Why? WHY. Tell me why, Japan.

Japanese gaming seems to have fallen by the wayside compared to the huge, multi-billion dollar juggernaut the western gaming industry has become.

Some argue it’s because Japanese game development culture has been stagnating for years, while others maintain it’s because many talented Japanese developers have switched over to the handheld market in face of rising costs. Cliff Bleszinski, the mildly-grating, baby-faced visage of the Gears of War series, believes part of the problem is that Japanese developers are ignoring the current “big thing” in gaming: multiplayer.

“And so my advice to Japan is that in a disc-based market right now, you cannot [ignore multiplayer],” he told Gamasutra. “I’m not saying tack multiplayer onto every game. But for instance, Shadows of the Damned, that was a wonderfully crazy adventure, the dialogue had me laughing out loud, just even the key-door systems in there; it was a beautifully crazy game with really fun gameplay, but no multiplayer co-op experience in there.

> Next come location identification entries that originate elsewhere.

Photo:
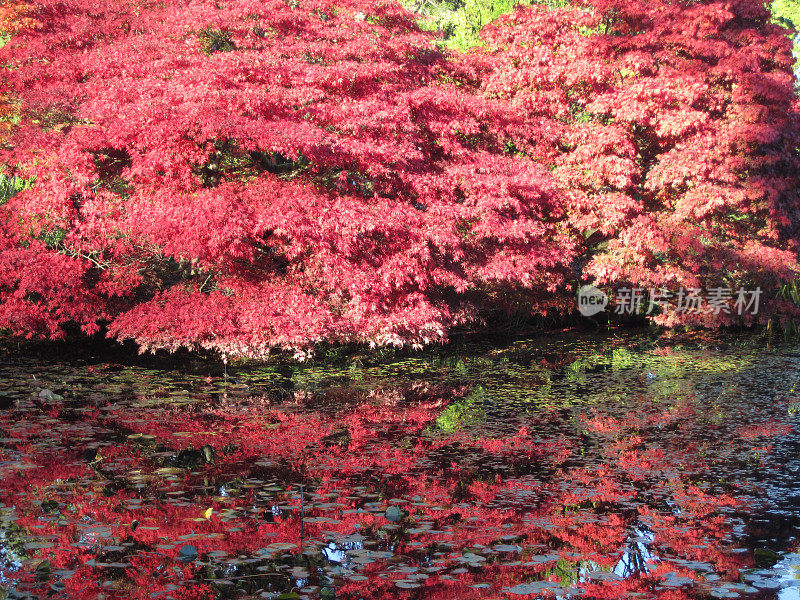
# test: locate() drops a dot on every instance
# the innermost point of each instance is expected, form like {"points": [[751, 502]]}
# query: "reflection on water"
{"points": [[561, 468]]}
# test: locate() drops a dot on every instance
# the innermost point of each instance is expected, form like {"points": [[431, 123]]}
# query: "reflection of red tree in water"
{"points": [[464, 493]]}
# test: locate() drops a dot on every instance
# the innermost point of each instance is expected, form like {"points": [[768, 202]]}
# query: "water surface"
{"points": [[571, 466]]}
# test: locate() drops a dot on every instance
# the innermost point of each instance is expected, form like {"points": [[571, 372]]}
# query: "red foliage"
{"points": [[671, 124], [240, 175]]}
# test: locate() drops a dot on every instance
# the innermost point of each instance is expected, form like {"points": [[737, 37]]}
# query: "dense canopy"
{"points": [[241, 175]]}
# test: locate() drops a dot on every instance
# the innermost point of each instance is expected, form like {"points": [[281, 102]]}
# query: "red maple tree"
{"points": [[672, 126], [239, 175]]}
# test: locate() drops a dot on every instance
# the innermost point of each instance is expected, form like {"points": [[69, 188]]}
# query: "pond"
{"points": [[566, 466]]}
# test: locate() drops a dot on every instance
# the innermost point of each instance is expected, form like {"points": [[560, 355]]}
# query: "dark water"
{"points": [[562, 467]]}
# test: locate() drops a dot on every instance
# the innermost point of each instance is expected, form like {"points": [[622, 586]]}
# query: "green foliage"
{"points": [[787, 13], [461, 20], [10, 186]]}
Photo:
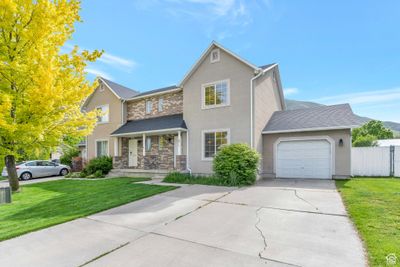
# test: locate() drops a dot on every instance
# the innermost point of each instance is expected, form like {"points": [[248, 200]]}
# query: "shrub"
{"points": [[98, 174], [103, 164], [68, 154], [236, 164], [74, 175]]}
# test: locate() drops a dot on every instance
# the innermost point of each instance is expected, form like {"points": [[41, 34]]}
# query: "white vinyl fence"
{"points": [[375, 161]]}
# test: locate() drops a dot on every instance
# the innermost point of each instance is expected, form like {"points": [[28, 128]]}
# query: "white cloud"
{"points": [[98, 72], [361, 98], [108, 59], [290, 91]]}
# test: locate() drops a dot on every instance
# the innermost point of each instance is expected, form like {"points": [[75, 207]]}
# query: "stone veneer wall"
{"points": [[172, 104], [157, 158]]}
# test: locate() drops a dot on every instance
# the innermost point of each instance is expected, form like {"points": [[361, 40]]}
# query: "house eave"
{"points": [[311, 129]]}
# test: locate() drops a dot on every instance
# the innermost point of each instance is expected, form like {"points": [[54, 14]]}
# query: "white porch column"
{"points": [[144, 145], [179, 143], [116, 147]]}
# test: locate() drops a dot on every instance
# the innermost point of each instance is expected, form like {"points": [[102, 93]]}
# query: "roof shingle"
{"points": [[335, 116], [152, 124]]}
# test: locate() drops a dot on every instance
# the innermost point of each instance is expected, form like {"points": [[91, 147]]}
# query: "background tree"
{"points": [[41, 89], [369, 133]]}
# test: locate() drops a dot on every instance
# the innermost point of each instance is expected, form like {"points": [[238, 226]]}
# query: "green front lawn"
{"points": [[44, 204], [374, 206]]}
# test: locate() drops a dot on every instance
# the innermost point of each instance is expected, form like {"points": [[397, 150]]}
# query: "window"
{"points": [[212, 142], [216, 94], [160, 104], [148, 106], [101, 148], [214, 56], [148, 143], [103, 116], [161, 142]]}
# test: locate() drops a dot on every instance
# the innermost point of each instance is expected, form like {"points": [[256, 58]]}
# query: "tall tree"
{"points": [[41, 88]]}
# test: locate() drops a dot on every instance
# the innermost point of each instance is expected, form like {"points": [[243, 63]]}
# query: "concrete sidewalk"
{"points": [[277, 222]]}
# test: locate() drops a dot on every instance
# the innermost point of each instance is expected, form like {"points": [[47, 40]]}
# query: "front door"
{"points": [[132, 153], [176, 147]]}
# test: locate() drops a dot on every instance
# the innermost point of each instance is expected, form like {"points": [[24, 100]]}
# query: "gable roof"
{"points": [[120, 91], [205, 53], [155, 91], [153, 124], [312, 119]]}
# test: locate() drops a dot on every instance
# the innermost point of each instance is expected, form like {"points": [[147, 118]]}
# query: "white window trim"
{"points": [[151, 106], [211, 55], [100, 140], [160, 104], [108, 114], [213, 131], [228, 94]]}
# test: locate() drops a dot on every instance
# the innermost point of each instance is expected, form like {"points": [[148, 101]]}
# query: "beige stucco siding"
{"points": [[235, 117], [342, 153], [266, 102], [172, 104], [102, 131]]}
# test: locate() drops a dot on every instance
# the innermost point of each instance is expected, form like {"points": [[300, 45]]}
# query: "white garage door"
{"points": [[304, 159]]}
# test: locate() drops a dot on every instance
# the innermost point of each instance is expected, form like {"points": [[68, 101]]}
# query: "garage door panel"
{"points": [[304, 159]]}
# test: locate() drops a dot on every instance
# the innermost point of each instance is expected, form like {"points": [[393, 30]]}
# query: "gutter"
{"points": [[251, 106], [262, 72]]}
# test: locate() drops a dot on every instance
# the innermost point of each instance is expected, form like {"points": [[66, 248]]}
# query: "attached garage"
{"points": [[304, 159], [311, 143]]}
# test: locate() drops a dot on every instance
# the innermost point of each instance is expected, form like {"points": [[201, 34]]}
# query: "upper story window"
{"points": [[101, 148], [215, 94], [148, 144], [214, 56], [160, 104], [212, 142], [149, 105], [104, 114]]}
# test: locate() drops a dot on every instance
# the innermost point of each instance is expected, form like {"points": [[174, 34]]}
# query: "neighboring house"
{"points": [[109, 98], [223, 99]]}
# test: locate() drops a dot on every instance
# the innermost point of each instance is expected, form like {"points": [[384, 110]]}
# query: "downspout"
{"points": [[251, 106], [187, 153]]}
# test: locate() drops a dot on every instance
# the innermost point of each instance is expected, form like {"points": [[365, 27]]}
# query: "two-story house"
{"points": [[223, 99]]}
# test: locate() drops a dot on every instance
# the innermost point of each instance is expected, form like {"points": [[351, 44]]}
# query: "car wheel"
{"points": [[64, 172], [26, 176]]}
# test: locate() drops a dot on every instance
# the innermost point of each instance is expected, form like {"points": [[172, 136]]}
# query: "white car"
{"points": [[38, 168]]}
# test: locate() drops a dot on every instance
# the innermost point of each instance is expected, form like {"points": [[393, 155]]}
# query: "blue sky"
{"points": [[328, 51]]}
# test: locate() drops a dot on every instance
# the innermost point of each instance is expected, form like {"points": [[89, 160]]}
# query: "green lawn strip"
{"points": [[181, 178], [374, 207], [45, 204]]}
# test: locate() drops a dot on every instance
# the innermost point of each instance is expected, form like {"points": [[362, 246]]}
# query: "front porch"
{"points": [[158, 149]]}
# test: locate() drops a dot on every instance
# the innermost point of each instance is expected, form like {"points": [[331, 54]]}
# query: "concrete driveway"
{"points": [[274, 223]]}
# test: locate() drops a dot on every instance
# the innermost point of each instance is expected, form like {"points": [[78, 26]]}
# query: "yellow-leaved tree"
{"points": [[41, 88]]}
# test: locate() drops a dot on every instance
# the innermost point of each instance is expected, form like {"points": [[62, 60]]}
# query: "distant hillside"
{"points": [[296, 104]]}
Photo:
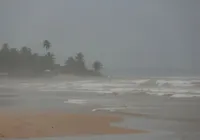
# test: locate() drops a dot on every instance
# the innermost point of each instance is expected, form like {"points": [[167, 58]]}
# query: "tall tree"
{"points": [[4, 57], [97, 65], [80, 62], [46, 44]]}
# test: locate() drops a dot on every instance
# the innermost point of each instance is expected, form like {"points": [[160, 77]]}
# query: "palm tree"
{"points": [[70, 62], [79, 57], [46, 44], [97, 65], [80, 62]]}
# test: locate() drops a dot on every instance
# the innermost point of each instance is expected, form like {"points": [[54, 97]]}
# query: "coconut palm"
{"points": [[46, 44], [97, 65]]}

I’m not saying tack on a versus mode; there’s a billion different ways you can do some sort of “players interacting with other players” mode.”

I can’t fault the man’s taste. Shadows of the Damned was a beautiful, profoundly underrated game that didn’t deserve the commercial clobbering it got. But was that down to a lack of a multiplayer mode, or simply because it was too weird for your average slackjaw?

Bleszinski went on to single out Platinum Game’s excellent Vanquish, pointing out its rather glaring lack of multiplayer features.

“The fact that Vanquish didn’t have a multiplayer suite was a crime,” he said. “And whatever reason they had … The road to hell is paved with good intentions. I’m sure the development team got together and was like, ‘Well, we probably shouldn’t do multiplayer because of the budget,’ or the time, but at the end of the day you have an amazing product that was [handicapped] by the fact that it was seen by many gamers as a campaign rental or a used game, and not the $60, day one, gotta have it game.”

The idea that single-player-only games are rental fodder isn’t particularly new. In fact, it seems to be that exact line of thought which is driving a number of developers to implement multiplayer features into single-player games that, according to popular opinion, really don’t need them.

“So that’s my initial, just-off-the cuff advice that I would give, because I love all things Japan,” he said. “Growing up I realized everything I loved was derived from Japan, from Transformers to Nintendo to Force Five, Mazinger and Voltron, and all of it. So I don’t want those games to go away.”